In the past we’ve complained about “Rudy Van Gelder’s somewhat over the top echo-drenched brass,” but on a killer copy such as this there is nothing to complain about. If you have a top quality front end (and the system that goes with it), this recording will be amazingly spacious, three-dimensional, transparent, dynamic, energetic, and open.
A Big Group of Musicians Needs This Kind of Space
One of the qualities that we don’t talk about on the site nearly enough is the SIZE of the record’s presentation. Some copies of the album just sound small — they don’t extend all the way to the outside edges of the speakers, and they don’t seem to take up all the space from the floor to the ceiling. In addition, the sound can often be recessed, with a lack of presence and immediacy in the center.
Other copies — my notes for these copies often read “BIG and BOLD” — create a huge soundfield, with the music positively jumping out of the speakers. They’re not brighter, they’re not more aggressive, they’re not hyped-up in any way, they’re just bigger and clearer.
And most of the time those very special pressings are just plain more involving. When you hear a copy that does all that — a copy like this one — it’s an entirely different listening experience.
What We’re Listening For on Bashin’
- Energy for starters. What could be more important than the life of the music?
- The Big Sound comes next — wall to wall, lots of depth, huge space, three-dimensionality, all that sort of thing.
- Then transient information — fast, clear, sharp attacks, not the smear and thickness so common to these LPs.
- Tight punchy bass — which ties in with good transient information, also the issue of frequency extension further down.
- Next: transparency — the quality that allows you to hear deep into the soundfield, showing you the space and air around all the instruments.
- Extend the top and bottom and voila, you have The Real Thing — an honest to goodness Hot Stamper.
More of What to Listen For
On side one, the bell tree in the right channel on track one is a great test for top end extension, resolution of harmonic complexity, overall clarity and freedom from smear.
Get all the top end you can from whatever turntable adjustment, tweak or room treatment you’re messing around with, then check to make sure that all the brass instruments still sound right. If they do you are good to go.

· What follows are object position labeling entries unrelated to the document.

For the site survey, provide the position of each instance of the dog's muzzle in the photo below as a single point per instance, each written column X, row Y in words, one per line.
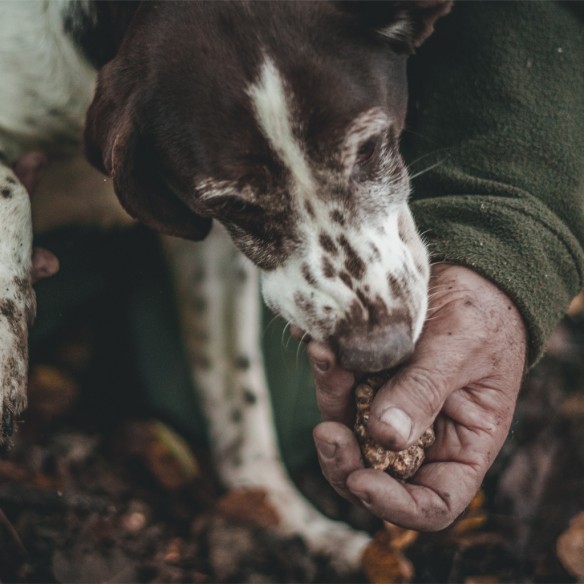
column 377, row 349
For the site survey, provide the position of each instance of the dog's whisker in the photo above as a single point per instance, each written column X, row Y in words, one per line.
column 428, row 169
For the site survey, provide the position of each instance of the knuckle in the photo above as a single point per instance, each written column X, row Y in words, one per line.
column 427, row 388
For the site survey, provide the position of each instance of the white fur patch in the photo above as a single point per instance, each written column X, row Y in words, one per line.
column 46, row 84
column 271, row 103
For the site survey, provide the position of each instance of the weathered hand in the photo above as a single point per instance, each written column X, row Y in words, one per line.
column 28, row 170
column 464, row 375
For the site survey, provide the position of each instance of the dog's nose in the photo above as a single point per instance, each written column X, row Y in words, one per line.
column 375, row 350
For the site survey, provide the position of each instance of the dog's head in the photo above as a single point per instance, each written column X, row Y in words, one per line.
column 280, row 120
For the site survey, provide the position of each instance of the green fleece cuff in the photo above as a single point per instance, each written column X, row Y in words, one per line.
column 526, row 251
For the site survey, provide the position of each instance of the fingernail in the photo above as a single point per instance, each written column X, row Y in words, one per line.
column 326, row 449
column 398, row 420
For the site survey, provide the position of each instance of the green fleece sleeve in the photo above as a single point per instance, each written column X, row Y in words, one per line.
column 495, row 145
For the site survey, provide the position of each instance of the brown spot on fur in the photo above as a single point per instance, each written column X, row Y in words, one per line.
column 395, row 285
column 242, row 362
column 328, row 244
column 353, row 263
column 375, row 253
column 338, row 217
column 346, row 278
column 249, row 397
column 327, row 268
column 307, row 274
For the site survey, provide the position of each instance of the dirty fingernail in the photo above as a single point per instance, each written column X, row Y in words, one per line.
column 326, row 449
column 398, row 420
column 365, row 498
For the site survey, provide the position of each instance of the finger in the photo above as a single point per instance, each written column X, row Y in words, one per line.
column 338, row 454
column 44, row 264
column 438, row 495
column 450, row 355
column 28, row 169
column 334, row 385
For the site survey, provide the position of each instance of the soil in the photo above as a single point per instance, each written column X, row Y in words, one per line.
column 88, row 496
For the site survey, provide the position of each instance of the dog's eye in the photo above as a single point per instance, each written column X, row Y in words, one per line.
column 366, row 151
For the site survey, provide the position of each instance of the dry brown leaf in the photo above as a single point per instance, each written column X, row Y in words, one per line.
column 164, row 453
column 570, row 547
column 249, row 505
column 385, row 564
column 401, row 538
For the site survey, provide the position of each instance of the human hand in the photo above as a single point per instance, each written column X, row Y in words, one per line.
column 464, row 376
column 28, row 169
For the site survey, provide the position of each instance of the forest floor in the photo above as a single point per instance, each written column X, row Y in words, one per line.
column 91, row 498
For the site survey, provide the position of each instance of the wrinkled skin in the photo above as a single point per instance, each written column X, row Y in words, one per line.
column 465, row 373
column 28, row 169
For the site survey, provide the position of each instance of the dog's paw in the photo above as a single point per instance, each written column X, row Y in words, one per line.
column 17, row 309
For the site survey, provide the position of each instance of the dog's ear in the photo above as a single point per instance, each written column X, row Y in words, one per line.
column 116, row 145
column 407, row 23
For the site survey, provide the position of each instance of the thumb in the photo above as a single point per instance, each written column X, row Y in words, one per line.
column 405, row 407
column 409, row 402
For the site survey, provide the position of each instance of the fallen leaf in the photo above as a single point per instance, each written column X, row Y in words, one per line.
column 249, row 505
column 383, row 563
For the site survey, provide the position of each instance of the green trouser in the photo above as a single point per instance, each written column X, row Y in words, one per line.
column 496, row 133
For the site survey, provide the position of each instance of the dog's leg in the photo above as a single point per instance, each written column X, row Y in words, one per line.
column 17, row 300
column 219, row 297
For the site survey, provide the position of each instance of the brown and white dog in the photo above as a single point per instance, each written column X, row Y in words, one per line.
column 279, row 120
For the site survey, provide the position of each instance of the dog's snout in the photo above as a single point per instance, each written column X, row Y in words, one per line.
column 375, row 350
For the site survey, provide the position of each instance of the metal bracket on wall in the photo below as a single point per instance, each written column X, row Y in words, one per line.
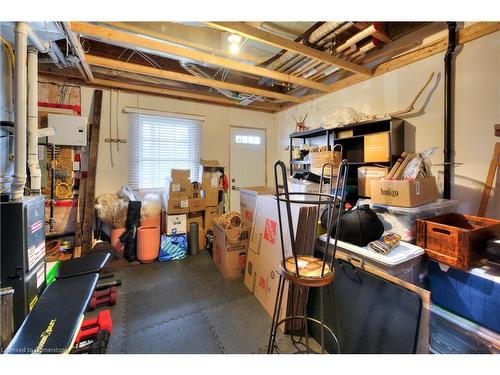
column 115, row 140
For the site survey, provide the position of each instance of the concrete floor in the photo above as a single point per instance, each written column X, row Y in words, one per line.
column 187, row 307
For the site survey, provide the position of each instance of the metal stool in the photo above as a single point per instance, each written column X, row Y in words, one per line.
column 299, row 266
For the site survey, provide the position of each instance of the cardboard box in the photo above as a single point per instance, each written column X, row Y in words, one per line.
column 196, row 204
column 180, row 174
column 177, row 222
column 367, row 174
column 230, row 255
column 179, row 187
column 248, row 202
column 178, row 205
column 211, row 180
column 377, row 147
column 195, row 218
column 265, row 237
column 211, row 198
column 404, row 193
column 262, row 281
column 210, row 214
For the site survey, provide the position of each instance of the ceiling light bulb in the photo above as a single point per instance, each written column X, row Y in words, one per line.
column 234, row 38
column 234, row 48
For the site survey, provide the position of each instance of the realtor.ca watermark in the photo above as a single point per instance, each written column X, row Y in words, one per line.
column 389, row 192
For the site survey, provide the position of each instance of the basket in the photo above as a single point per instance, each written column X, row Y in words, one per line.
column 318, row 159
column 455, row 239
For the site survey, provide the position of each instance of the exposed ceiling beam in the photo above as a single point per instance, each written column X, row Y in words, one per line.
column 181, row 94
column 287, row 44
column 122, row 38
column 164, row 92
column 468, row 34
column 127, row 26
column 168, row 74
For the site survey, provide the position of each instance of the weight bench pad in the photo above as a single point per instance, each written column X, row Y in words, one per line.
column 92, row 263
column 55, row 320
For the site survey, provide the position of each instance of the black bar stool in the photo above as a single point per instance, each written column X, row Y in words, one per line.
column 299, row 267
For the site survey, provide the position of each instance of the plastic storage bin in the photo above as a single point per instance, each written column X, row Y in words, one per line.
column 474, row 295
column 403, row 262
column 451, row 334
column 402, row 220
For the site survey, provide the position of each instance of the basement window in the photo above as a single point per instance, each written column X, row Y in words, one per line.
column 158, row 144
column 248, row 139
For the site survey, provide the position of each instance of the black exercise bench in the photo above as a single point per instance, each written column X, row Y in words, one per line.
column 53, row 324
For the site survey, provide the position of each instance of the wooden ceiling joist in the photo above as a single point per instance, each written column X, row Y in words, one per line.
column 181, row 94
column 181, row 77
column 289, row 45
column 113, row 36
column 470, row 33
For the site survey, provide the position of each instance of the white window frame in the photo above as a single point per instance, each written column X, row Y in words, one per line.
column 145, row 170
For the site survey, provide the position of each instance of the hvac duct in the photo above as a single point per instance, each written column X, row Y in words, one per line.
column 21, row 37
column 43, row 47
column 323, row 31
column 34, row 168
column 6, row 117
column 6, row 65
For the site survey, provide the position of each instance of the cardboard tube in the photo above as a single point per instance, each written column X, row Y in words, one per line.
column 402, row 167
column 396, row 165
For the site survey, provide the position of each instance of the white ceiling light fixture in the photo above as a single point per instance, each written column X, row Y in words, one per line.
column 234, row 43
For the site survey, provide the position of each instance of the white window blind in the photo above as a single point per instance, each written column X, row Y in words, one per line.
column 158, row 144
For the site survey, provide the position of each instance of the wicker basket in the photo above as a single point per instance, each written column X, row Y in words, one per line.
column 318, row 159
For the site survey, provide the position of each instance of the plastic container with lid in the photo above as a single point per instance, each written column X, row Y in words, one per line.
column 401, row 220
column 403, row 262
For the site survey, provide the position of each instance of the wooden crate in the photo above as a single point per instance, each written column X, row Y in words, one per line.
column 455, row 239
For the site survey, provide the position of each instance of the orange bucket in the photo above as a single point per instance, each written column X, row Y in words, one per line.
column 115, row 239
column 152, row 221
column 148, row 243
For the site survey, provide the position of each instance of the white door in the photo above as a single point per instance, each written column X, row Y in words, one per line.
column 247, row 161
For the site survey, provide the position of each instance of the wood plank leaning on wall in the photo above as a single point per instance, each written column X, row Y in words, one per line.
column 86, row 197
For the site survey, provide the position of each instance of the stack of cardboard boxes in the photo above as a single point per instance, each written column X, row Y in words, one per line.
column 211, row 183
column 258, row 207
column 187, row 202
column 176, row 207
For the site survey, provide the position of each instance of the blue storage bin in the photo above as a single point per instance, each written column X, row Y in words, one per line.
column 474, row 295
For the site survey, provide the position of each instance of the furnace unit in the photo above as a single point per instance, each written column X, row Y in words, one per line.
column 23, row 252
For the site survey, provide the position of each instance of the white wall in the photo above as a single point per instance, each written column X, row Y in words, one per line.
column 215, row 133
column 477, row 103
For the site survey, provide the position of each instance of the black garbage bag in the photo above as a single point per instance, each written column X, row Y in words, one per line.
column 358, row 225
column 129, row 237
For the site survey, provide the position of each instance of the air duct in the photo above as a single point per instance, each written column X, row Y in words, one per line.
column 21, row 43
column 6, row 117
column 34, row 168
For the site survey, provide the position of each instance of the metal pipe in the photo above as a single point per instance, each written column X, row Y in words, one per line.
column 34, row 168
column 448, row 103
column 21, row 46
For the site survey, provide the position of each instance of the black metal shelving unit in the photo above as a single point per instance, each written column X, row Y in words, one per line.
column 352, row 145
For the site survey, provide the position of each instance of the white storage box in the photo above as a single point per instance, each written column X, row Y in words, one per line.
column 402, row 262
column 248, row 202
column 401, row 220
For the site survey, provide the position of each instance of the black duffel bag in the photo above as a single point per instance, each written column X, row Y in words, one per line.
column 129, row 237
column 359, row 225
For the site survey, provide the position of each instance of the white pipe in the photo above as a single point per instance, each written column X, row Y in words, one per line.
column 21, row 44
column 35, row 172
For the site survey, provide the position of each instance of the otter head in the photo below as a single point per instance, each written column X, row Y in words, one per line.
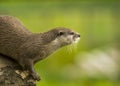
column 66, row 36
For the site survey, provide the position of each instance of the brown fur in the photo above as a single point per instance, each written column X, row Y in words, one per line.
column 26, row 47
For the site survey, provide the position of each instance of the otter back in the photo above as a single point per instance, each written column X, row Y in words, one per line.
column 12, row 35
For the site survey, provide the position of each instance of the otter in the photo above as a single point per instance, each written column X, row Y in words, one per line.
column 27, row 48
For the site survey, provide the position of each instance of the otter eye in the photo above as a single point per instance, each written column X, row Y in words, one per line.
column 71, row 33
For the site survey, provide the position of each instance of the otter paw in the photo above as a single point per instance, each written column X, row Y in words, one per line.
column 36, row 76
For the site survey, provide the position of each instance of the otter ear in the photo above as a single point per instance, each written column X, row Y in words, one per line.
column 60, row 33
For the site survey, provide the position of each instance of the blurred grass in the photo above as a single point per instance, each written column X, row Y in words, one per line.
column 96, row 22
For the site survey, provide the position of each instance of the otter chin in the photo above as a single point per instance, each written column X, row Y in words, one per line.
column 27, row 48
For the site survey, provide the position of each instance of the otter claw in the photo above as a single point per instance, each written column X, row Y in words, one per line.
column 36, row 76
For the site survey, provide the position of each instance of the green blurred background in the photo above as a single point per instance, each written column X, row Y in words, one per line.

Copies of this album are sometimes so SOUR or dull (or both) that they go right in the trade pile. Add to that the difficulty of finding copies that are scratch-free and not too noisy and you have one tough shootout ahead of you.
Inner Groove Distortion caused by the non-anti-skate-equipped turntables of the day is a chronic problem with vintage jazz records. We check all our records for Inner Groove Damage (IGD) as a matter of course when condition checking the surface quality of the vinyl.
A Must Own Jazz Record
We consider this Wes Montgomery album his Masterpiece.
It’s a recording that should be part of any serious Jazz Collection. Others that belong in that category can be found here.
It also ranks very high on our Difficulty of Reproduction Scale. Do not attempt to play it using anything other than the highest quality equipment.
Walk on the Wild Side
Ol’ Man River
In a Mellow Tone
Step Right Up
Beggar for the Blues
I’m an Old Cowhand (From the Rio Grande)
AMG 5 Star Rave Review
Although still a regular Blue Note artist (he would make four more albums for the company within the next year), Bashin’ was organist Jimmy Smith’s debut for Verve, a label that he would record extensively for during 1963-1972. On the first half of the program, Smith was for the first time joined by a big band. Oliver Nelson provided the arrangements, trumpeter Joe Newman and altoist Phil Woods have a solo apiece, and “Walk on the Wild Side” became Smith’s biggest hit up to that point. The final three numbers feature Smith’s regular trio with guitarist Quentin Warren and drummer Donald Bailey swinging with soul as usual.